La Génie Braque en boucle : mémoriel et culturel !


Soum de Moulle (crédit C. de Charette)

Départ : Monastère de Bethléem à Peyras (408m) près de St Pè de Bigorre
Destination : boucle par les crêtes de la Génie Braque
Encadrant : Bernard Boutin et co-encadrant : Jean-Pierre Petit
Participants : Marie Benichou, Josette Coumes, Charlotte de Charette, Alexandra Gabe, Joelle et Thierry Lansac, Dominique Plée, Gleen Valentin.
Météo : ciel voilé.
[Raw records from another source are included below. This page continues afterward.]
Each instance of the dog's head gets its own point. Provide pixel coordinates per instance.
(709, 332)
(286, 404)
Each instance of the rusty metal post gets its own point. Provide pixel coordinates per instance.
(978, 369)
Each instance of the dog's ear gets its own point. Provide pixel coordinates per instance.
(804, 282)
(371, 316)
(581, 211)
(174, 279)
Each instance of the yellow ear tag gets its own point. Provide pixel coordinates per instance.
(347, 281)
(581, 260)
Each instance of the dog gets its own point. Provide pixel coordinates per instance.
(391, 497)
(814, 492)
Dommage pour la vue !
Température : fraiche en haut, clémente en bas.
Date : 11 novembre 2018

En ce 11 novembre 1918, la boucle par les crêtes de la Génie Braque aurait pu être simplement : montée dans la forêt des Tres Crouts, buis centenaires ravagés par la pyrale, amphithéâtre de hêtres élancés, étonnant refuge en bois d’Ahoulet, agréable cheminement sur les estives bordant les crêtes de la Génie Braque, descente par le col d’Haboub dans le long vallon de la Génie Braque. Retour sur Peyras.
Un cheminement, sans croiser (presque) personne, dans une ambiance d’estive dans sa partie haute et quasi tropicale dans sa partie basse : végétation dense, hautes fougères, lianes, mousse omniprésente, au sol et sur les arbres, suintements d’eau, rochers glissants etc. Lieu sans soleil jamais.
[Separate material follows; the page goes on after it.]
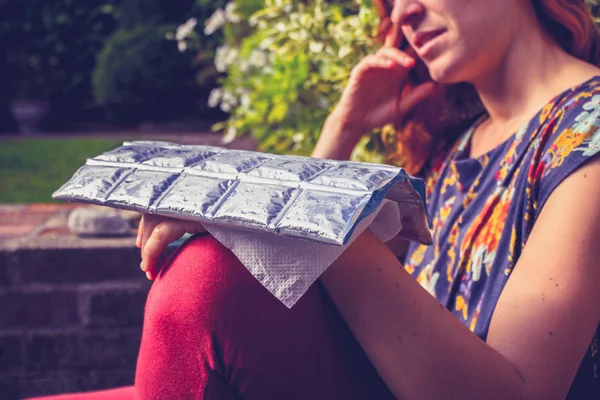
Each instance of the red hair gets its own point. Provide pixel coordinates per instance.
(437, 123)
Une richesse végétale qui n’arrive pas, malgré ses efforts, à en occulter une autre, au moins aussi intéressante : la présence humaine au fil des siècles en ces territoires.
Dès Peyras, étonnement face au grand et neuf Monastère de Bethléem, lové sous les confins immédiats de la forêt. Qui a amené ici, à partir de 1998, les moniales à venir se cloîtrer ? Avec quels moyens financiers pour construire une telle implantation ? A la descente, dans la belle chapelle où se tiendra la messe, des chants (grégoriens ?) s’envoleront vers les cimes. Belle sonorité en ces lieux.
Remontée le long d’une dorsale dans la forêt. Virages en Z. Dans cette forêt profonde, des bornes peintes en rouge marquent un territoire. Quel territoire ?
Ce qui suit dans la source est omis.